Apple starebbe già preparando un redesign per risolvere i problemi di Liquid Glass
Il nuovo linguaggio visivo Liquid Glass introdotto da Apple ha fatto discutere parecchio, e non sempre in senso positivo. Secondo quanto riportato da Cult of Mac, l’azienda di Cupertino sarebbe già al lavoro su modifiche significative al design, previste con l’arrivo di macOS 27, per correggere i problemi di leggibilità e trasparenza che hanno accompagnato il debutto di questa interfaccia.
La questione, in fondo, era nell’aria. Quando Apple ha presentato Liquid Glass come evoluzione estetica dei propri sistemi operativi, la reazione della comunità è stata tutt’altro che unanime. Da un lato c’era chi apprezzava l’effetto vetrato e la sensazione di profondità. Dall’altro, una fetta consistente di utenti e sviluppatori ha iniziato quasi subito a segnalare difficoltà concrete: testi poco leggibili su sfondi complessi, elementi dell’interfaccia che si confondevano tra loro, icone che perdevano definizione. Insomma, problemi di leggibilità reali, non semplici lamentele estetiche.
Cosa potrebbe cambiare con macOS 27
Stando alle indiscrezioni, Apple non avrebbe intenzione di abbandonare completamente la filosofia di Liquid Glass, ma piuttosto di perfezionarla. L’obiettivo sarebbe trovare un equilibrio migliore tra l’aspetto visivo trasparente e la funzionalità quotidiana. Parliamo di ritocchi al contrasto dei testi, maggiore opacità in determinate aree dell’interfaccia e una gestione più intelligente degli sfondi dinamici che oggi, in certi casi, rendono quasi impossibile distinguere pulsanti e label.

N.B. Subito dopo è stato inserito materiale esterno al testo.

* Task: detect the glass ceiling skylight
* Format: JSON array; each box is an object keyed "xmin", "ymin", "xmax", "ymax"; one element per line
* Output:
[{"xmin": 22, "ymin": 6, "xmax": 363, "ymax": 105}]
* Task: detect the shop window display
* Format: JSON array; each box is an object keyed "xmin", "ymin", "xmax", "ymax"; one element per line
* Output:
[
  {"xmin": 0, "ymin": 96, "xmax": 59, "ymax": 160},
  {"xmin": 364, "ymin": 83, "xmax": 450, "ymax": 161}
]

È una mossa che ha senso. Apple ha sempre avuto questo approccio: lanciare qualcosa di radicale, raccogliere feedback e poi affinare nelle versioni successive. Era successo anche con iOS 7, quando il passaggio dallo skeuomorfismo al flat design aveva generato polemiche enormi, salvo poi trovare la quadra nei mesi e negli anni seguenti.
Il nodo della trasparenza nell’esperienza utente
Il punto centrale resta sempre lo stesso: quanto può spingersi la trasparenza in un’interfaccia senza sacrificare l’usabilità? È una domanda che nel mondo del design non ha una risposta semplice. Liquid Glass ha dimostrato che esiste un limite, e Apple sembra averlo capito. Le modifiche attese in macOS 27 dovrebbero rappresentare proprio quel passo indietro calibrato che serve a rendere l’esperienza più accessibile senza rinunciare all’identità visiva.
Per chi usa il Mac ogni giorno per lavoro, la notizia è sicuramente positiva. Avere un sistema operativo bello da guardare conta, certo, ma poter leggere senza sforzo ciò che appare sullo schermo conta di più. E Apple, almeno questa volta, sembra pronta ad ascoltare.